One of the upsides of living in a relatively small town is that there isn’t much traffic on your normal running routes. Odds are good you won’t run into other runners when you go for an Eminem on a Saturday morning. If you do see another runner, you will know them. You definitely can pick a route where you’ll only have to cross one major intersection, which, comparatively, isn’t all that major at all.
If it’s nature you want, you (and by “you,” I mean me) can be surrounded by trees before your Garmin beeps its first mile. Soak in that nature with the deer and the squirrels and the sound of your own feet without ever being that far from your own bathroom. At most, you’ll run into dog walkers and the odd high school student cutting through the woods to get to the building.
It’s peaceful, mind, and predictable. And, right now, is boring the Balegas right off my feet.
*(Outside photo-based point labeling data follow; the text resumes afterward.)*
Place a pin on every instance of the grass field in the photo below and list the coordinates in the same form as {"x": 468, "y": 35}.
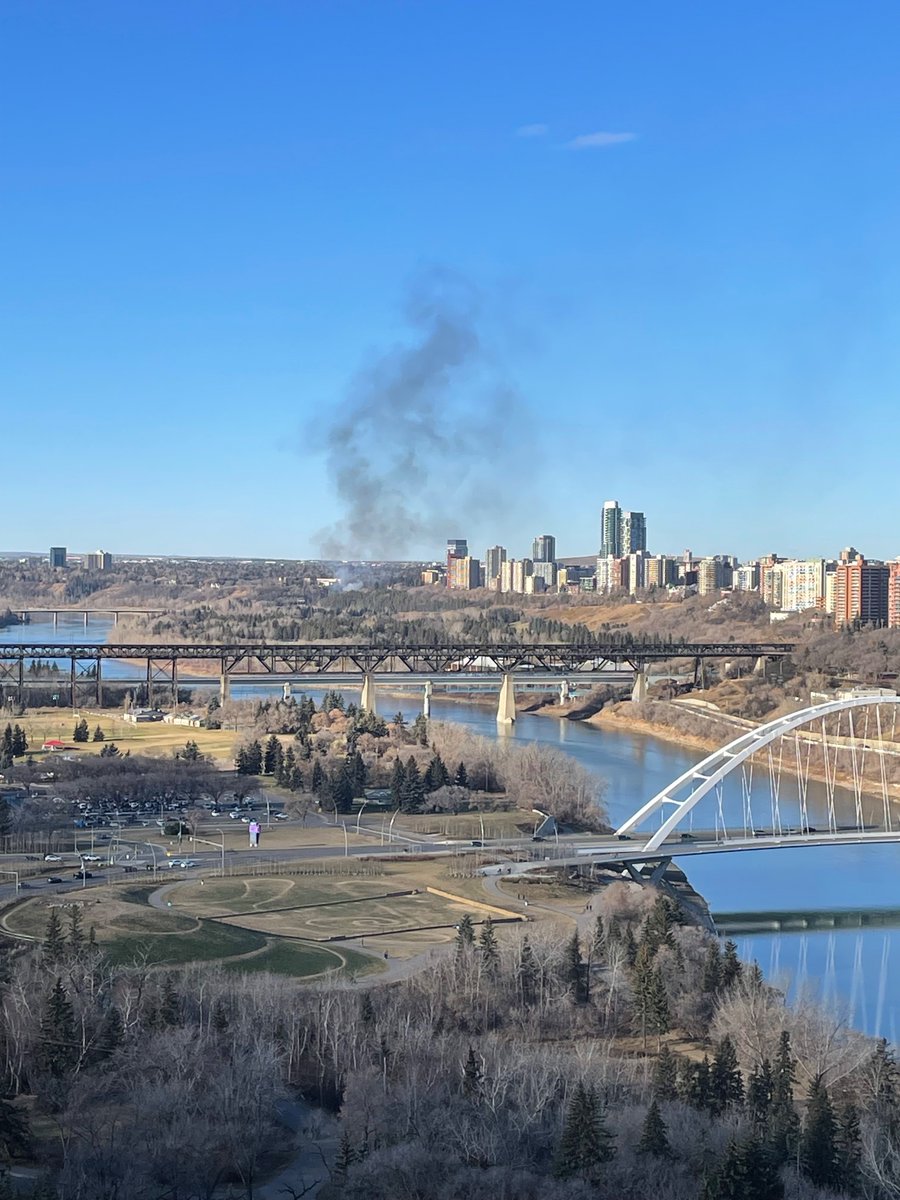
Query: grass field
{"x": 151, "y": 738}
{"x": 132, "y": 933}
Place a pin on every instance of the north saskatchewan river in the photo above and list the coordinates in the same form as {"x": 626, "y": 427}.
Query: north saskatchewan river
{"x": 855, "y": 969}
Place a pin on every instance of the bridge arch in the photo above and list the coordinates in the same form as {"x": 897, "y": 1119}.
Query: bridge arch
{"x": 711, "y": 772}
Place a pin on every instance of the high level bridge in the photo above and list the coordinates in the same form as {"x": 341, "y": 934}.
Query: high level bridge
{"x": 163, "y": 667}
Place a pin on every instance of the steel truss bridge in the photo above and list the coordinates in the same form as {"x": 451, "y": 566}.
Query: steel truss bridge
{"x": 167, "y": 665}
{"x": 819, "y": 777}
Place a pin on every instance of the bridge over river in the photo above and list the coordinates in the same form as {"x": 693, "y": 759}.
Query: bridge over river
{"x": 163, "y": 667}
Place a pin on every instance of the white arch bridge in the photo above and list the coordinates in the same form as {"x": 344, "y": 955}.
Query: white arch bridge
{"x": 822, "y": 775}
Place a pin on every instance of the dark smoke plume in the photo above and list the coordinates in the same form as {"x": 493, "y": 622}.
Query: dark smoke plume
{"x": 421, "y": 445}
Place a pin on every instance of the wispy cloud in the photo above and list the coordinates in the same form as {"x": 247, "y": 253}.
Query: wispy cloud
{"x": 532, "y": 131}
{"x": 599, "y": 141}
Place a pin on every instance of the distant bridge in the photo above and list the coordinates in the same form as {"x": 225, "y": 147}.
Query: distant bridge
{"x": 163, "y": 665}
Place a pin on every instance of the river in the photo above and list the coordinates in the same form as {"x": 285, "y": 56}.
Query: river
{"x": 857, "y": 970}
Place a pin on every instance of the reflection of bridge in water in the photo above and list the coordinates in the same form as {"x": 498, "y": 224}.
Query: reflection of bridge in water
{"x": 163, "y": 667}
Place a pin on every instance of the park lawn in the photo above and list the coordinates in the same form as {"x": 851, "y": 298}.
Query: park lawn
{"x": 238, "y": 895}
{"x": 210, "y": 942}
{"x": 150, "y": 738}
{"x": 301, "y": 960}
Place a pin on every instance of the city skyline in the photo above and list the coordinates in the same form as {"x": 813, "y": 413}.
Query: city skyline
{"x": 658, "y": 256}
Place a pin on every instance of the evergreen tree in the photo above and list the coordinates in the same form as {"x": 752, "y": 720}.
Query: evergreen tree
{"x": 598, "y": 941}
{"x": 586, "y": 1143}
{"x": 15, "y": 1133}
{"x": 359, "y": 775}
{"x": 285, "y": 773}
{"x": 490, "y": 951}
{"x": 413, "y": 796}
{"x": 745, "y": 1173}
{"x": 472, "y": 1075}
{"x": 731, "y": 966}
{"x": 784, "y": 1123}
{"x": 694, "y": 1084}
{"x": 574, "y": 973}
{"x": 849, "y": 1147}
{"x": 712, "y": 969}
{"x": 317, "y": 779}
{"x": 527, "y": 973}
{"x": 665, "y": 1075}
{"x": 654, "y": 1135}
{"x": 255, "y": 757}
{"x": 273, "y": 756}
{"x": 465, "y": 933}
{"x": 342, "y": 791}
{"x": 399, "y": 778}
{"x": 54, "y": 942}
{"x": 366, "y": 1009}
{"x": 819, "y": 1139}
{"x": 726, "y": 1086}
{"x": 58, "y": 1050}
{"x": 658, "y": 1017}
{"x": 759, "y": 1095}
{"x": 76, "y": 931}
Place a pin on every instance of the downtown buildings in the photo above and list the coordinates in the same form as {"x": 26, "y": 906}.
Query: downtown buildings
{"x": 850, "y": 589}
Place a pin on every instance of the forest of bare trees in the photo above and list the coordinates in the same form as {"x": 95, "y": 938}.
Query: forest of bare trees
{"x": 640, "y": 1059}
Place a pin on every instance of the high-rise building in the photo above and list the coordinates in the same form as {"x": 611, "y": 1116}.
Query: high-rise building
{"x": 622, "y": 532}
{"x": 546, "y": 571}
{"x": 894, "y": 595}
{"x": 714, "y": 574}
{"x": 456, "y": 547}
{"x": 802, "y": 583}
{"x": 611, "y": 531}
{"x": 495, "y": 558}
{"x": 660, "y": 571}
{"x": 544, "y": 549}
{"x": 633, "y": 533}
{"x": 100, "y": 561}
{"x": 861, "y": 593}
{"x": 465, "y": 573}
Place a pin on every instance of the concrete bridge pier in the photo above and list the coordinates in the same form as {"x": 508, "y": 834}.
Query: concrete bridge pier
{"x": 367, "y": 700}
{"x": 507, "y": 707}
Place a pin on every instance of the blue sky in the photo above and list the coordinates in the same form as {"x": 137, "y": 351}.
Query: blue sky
{"x": 679, "y": 222}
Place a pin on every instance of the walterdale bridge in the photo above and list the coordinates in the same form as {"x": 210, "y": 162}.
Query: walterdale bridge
{"x": 163, "y": 667}
{"x": 826, "y": 773}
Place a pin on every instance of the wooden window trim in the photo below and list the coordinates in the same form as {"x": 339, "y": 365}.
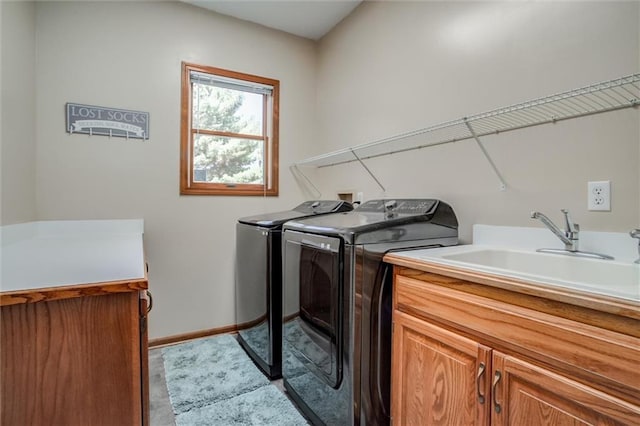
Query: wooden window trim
{"x": 271, "y": 163}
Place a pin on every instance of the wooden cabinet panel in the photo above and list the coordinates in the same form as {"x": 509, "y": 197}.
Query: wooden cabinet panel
{"x": 527, "y": 394}
{"x": 72, "y": 361}
{"x": 591, "y": 352}
{"x": 435, "y": 376}
{"x": 540, "y": 369}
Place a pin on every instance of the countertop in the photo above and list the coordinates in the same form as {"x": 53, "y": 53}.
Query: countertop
{"x": 56, "y": 255}
{"x": 619, "y": 298}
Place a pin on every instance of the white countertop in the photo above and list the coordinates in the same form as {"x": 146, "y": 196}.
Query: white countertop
{"x": 61, "y": 253}
{"x": 619, "y": 278}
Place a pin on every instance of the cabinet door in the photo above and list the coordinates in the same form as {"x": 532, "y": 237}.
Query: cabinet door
{"x": 438, "y": 377}
{"x": 524, "y": 394}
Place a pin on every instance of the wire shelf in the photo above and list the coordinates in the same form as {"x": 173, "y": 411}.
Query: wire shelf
{"x": 597, "y": 98}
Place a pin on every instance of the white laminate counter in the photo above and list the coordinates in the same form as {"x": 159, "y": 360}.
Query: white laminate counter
{"x": 61, "y": 253}
{"x": 619, "y": 278}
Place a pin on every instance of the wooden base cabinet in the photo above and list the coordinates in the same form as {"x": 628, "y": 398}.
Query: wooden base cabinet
{"x": 467, "y": 359}
{"x": 75, "y": 361}
{"x": 437, "y": 376}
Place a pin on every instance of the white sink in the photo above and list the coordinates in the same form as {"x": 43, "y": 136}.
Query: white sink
{"x": 601, "y": 276}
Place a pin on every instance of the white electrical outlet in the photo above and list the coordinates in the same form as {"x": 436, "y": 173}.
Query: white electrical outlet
{"x": 599, "y": 196}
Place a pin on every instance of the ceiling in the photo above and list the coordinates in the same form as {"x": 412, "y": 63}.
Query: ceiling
{"x": 310, "y": 19}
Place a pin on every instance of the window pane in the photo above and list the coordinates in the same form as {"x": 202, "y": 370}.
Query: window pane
{"x": 227, "y": 110}
{"x": 227, "y": 160}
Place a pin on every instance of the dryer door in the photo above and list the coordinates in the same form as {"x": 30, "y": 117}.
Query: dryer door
{"x": 313, "y": 309}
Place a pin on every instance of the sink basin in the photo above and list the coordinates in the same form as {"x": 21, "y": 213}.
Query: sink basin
{"x": 602, "y": 276}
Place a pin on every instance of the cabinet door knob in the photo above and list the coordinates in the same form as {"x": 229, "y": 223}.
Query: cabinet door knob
{"x": 496, "y": 379}
{"x": 481, "y": 371}
{"x": 150, "y": 301}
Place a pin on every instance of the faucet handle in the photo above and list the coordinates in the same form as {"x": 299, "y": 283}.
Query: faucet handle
{"x": 571, "y": 227}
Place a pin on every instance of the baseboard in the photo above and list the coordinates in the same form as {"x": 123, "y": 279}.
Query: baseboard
{"x": 177, "y": 338}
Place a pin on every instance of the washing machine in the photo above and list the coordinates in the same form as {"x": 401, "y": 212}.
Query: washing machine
{"x": 336, "y": 358}
{"x": 259, "y": 280}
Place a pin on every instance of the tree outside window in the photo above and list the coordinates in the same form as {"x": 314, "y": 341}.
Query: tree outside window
{"x": 229, "y": 133}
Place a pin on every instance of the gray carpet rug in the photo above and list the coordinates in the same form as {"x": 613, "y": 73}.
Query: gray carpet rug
{"x": 212, "y": 381}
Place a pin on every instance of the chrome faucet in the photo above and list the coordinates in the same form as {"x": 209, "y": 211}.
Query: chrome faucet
{"x": 636, "y": 234}
{"x": 569, "y": 236}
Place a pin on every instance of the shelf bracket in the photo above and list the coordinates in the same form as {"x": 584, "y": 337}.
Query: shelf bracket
{"x": 503, "y": 185}
{"x": 297, "y": 173}
{"x": 368, "y": 171}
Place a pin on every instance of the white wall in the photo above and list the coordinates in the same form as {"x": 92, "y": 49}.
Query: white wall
{"x": 17, "y": 117}
{"x": 127, "y": 55}
{"x": 393, "y": 67}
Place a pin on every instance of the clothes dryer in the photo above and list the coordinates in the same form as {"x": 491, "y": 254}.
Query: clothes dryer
{"x": 336, "y": 358}
{"x": 259, "y": 280}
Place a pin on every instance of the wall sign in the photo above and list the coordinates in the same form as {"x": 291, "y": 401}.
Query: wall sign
{"x": 95, "y": 120}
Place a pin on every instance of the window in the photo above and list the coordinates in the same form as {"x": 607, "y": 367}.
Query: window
{"x": 229, "y": 133}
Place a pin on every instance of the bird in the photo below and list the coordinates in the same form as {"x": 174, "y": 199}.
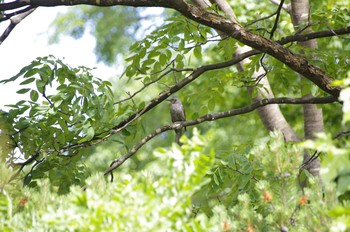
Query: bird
{"x": 177, "y": 113}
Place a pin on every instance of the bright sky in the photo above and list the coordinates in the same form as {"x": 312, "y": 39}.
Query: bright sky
{"x": 29, "y": 40}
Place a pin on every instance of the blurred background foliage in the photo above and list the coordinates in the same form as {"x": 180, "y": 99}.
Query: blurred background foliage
{"x": 230, "y": 175}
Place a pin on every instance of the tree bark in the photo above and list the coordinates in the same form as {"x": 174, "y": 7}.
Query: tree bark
{"x": 313, "y": 117}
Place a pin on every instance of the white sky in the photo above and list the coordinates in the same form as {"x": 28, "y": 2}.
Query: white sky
{"x": 29, "y": 40}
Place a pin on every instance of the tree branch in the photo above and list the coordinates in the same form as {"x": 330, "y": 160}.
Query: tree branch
{"x": 164, "y": 95}
{"x": 14, "y": 21}
{"x": 215, "y": 116}
{"x": 283, "y": 54}
{"x": 314, "y": 35}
I tire of seeing the same old stuff on every. single. run. If you add it all up, I’ve likely sweated through a bazillion miles in all seasons on these small town streets and paths. I can tell you exactly how far it is from my front door to nearly any point in a twelve mile radius. I know when to look for an uneven bit of sidewalk or an especially blind curve. While I tend to take an almost neurotic amount comfort in the familiar, I am so very, very, very sick of it.
So this weekend I decided to build a lamp rather than curse the dang darkness.
The internet is a wonderful thing (for the most part) and I discovered that there is a rail-trail about 30 minutes from my house. Rail-trails are multi-use paths repurposed from defunct rail lines. One of their major selling points, besides the whole recycling angle, is that they are generally flat and straight. Which, when you live in a mountainy part of the Northeast, is hard to come by.
The Catskill Scenic Trail is almost a marathon long. It connects the quirky hamlets of Roxbury and Bloomville, New York -- both of which make my town of 15,000+ look like Manhattan. The trail goes through farm land, across an inconveniently placed parking lot in Stamford, and then through more farm land. It is, as promised, mostly flat, with the only real elevation near a couple of county road crossings.
On Saturday, I convinced my non-running husband to go for a bike ride on the same trail that I was running. The plan was that we’d start at the same time, then I’d text him when I hit the four-mile mark and turned around. Then he’d turn around. That part of the plan worked and we met back up about a half-mile from where we’d parked the car.
Before I go on, I’m going to highlight what was wonderful:
- The husband and I got to spend some quality time together on the drive out and back.
- I was running in a new place and seeing new things and totally not bored.
- My training plan called for eight miles and I ran eight miles. All the winning.
What wasn’t wonderful was that I felt like deflated crap nearly the entire time. Not sure if it was a result of the heat and the humidity, which was mighty that morning, or the intensity of last week’s training, or hormones, or sunspots, or the shifting of the tectonic plates but I was wiped out before I even hit my first mile.
Adding insult: if I slowed down at all, every single pointy bug in the tri-county area would realize I’m tasty.
Still, even during the endless slog, I couldn’t help but enjoy the rolling hills and occasional babbling brook. There were barns both old and new. The smell of cow filled the air, off and on. I saw, maybe, six other people. By all accounts (except how I personally felt), It was lovely. And it was even more lovely to stop.
Once I got home and showered and fed, I lay down with the dog for “just a minute” and woke up an hour later, if not refreshed, at least marginally less wiped out. I didn’t wake up with fleas. I did wake up covered in dog hair, which is my default state.
It turns out that this same trail is used for a half marathon, which I had no idea even existed, despite being practically in my backyard. While I’m not up for 13.1 this weekend (because I have Beach-to-Beacon right around the corner), I’ll definitely keep it in mind for next year.
I’ll run the trail again before that. I’m thinking it’s absolutely stunning once the leaves start turning and the air gets crisp and I get sick and tired of my routine routes once again.
This week’s question: Do you get tired of the same old scenery? What do you do about it?